Salvia miltiorrhiza-derived exosome-like nanoparticles improve diabetic cardiomyopathy by inhibiting NLRP3 inflammasome-mediated macrophage pyroptosis via targeting the NEDD4/SGK1 axis.

Abstract

Aim: Exosome-like nanoparticles mediate intercellular communication and regulate gene expression. In this study, we isolated and purified exosome-like nanoparticles from Salvia miltiorrhiza (SM-ELNs), a traditional Chinese medicinal herb, and investigated their therapeutic effects on diabetic cardiomyopathy (DCM).

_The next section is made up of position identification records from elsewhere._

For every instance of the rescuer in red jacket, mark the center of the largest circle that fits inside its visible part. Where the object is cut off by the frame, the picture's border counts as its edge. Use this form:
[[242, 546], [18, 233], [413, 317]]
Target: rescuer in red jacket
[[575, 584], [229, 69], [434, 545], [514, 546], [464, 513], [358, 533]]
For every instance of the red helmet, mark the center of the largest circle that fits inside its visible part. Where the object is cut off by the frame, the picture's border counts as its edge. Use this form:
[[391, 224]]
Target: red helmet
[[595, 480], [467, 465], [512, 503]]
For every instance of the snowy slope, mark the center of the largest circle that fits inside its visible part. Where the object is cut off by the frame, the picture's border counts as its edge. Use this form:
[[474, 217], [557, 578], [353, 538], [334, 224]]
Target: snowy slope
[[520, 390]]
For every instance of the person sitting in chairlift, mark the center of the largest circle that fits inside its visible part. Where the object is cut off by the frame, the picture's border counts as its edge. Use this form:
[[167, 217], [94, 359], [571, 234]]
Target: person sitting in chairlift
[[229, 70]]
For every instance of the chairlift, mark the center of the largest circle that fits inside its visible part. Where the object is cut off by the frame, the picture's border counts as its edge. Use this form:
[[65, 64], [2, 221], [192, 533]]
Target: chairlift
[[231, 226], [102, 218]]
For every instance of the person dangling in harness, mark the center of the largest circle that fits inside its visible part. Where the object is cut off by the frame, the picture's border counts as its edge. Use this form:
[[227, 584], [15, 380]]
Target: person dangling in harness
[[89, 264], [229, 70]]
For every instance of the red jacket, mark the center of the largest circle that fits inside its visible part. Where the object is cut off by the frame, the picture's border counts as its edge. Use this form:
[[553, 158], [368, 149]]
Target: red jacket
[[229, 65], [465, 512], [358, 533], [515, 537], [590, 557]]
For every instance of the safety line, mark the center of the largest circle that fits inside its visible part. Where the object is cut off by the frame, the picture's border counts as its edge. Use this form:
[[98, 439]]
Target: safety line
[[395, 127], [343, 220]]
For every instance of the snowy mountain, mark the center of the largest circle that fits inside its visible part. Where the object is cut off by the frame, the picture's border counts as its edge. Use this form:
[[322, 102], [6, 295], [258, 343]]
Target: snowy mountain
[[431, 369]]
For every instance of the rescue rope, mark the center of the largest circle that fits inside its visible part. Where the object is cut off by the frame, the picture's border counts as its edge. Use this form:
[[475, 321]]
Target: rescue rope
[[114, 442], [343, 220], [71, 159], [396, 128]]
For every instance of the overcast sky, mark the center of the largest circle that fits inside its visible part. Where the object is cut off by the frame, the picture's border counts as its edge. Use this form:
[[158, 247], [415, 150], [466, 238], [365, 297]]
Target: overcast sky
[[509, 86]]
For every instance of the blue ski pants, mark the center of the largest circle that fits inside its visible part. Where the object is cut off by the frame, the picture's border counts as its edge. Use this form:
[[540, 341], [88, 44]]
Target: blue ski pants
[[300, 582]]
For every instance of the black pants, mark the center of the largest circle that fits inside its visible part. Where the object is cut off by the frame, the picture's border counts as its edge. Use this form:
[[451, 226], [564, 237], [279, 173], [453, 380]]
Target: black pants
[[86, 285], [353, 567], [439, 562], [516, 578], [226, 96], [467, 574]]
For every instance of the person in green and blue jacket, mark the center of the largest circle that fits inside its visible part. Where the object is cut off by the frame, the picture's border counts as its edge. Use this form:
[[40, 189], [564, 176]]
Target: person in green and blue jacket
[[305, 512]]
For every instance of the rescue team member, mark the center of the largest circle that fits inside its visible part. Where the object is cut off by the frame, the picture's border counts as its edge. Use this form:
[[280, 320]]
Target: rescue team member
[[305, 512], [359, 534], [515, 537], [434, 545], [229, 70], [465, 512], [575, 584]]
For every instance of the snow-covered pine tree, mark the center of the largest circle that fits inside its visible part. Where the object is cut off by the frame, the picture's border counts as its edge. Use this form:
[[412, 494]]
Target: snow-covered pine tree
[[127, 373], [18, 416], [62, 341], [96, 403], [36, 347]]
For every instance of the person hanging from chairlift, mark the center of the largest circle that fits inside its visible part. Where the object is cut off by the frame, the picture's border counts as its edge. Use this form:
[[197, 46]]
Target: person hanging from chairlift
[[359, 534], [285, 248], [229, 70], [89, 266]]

Materials & methods: To investigate the effect of SM-ELNs on DCM, we established a mouse model via HFD/STZ treatment. Cardiac function was assessed by echocardiography. Cardiac hypertrophy was assessed by measuring the heart weight/body weight ratio and HE staining, while myocardial fibrosis was evaluated using Masson's trichrome staining. The role of SM-ELNs on NLRP3 inflammasome inhibition and macrophage pyroptosis were evaluated both in vivo and in vitro. The interaction between NEDD4 and SGK1 was analyzed by Co-IP and ubiquitination assays.

Results: SM-ELNs treatment alleviated cardiac function and histopathological changes in DCM mice. Moreover, SM-ELNs suppressed NLRP3 inflammasome activation and subsequent macrophage pyroptosis in both in vivo and in vitro models. Mechanistically, NEDD4 facilitated the ubiquitination and degradation of SGK1 in macrophages. Both NEDD4 depletion and SGK1 addition could counteract the SM-ELNs-induced suppression of NLRP3 inflammasome-triggered macrophage pyroptosis in LPS/ATP-treated RAW264.7 cells.

Conclusion: Our study provides the first evidence that SM-ELNs inhibit NLRP3 inflammasome-mediated macrophage pyroptosis in DCM by modulating the NEDD4/SGK1 axis.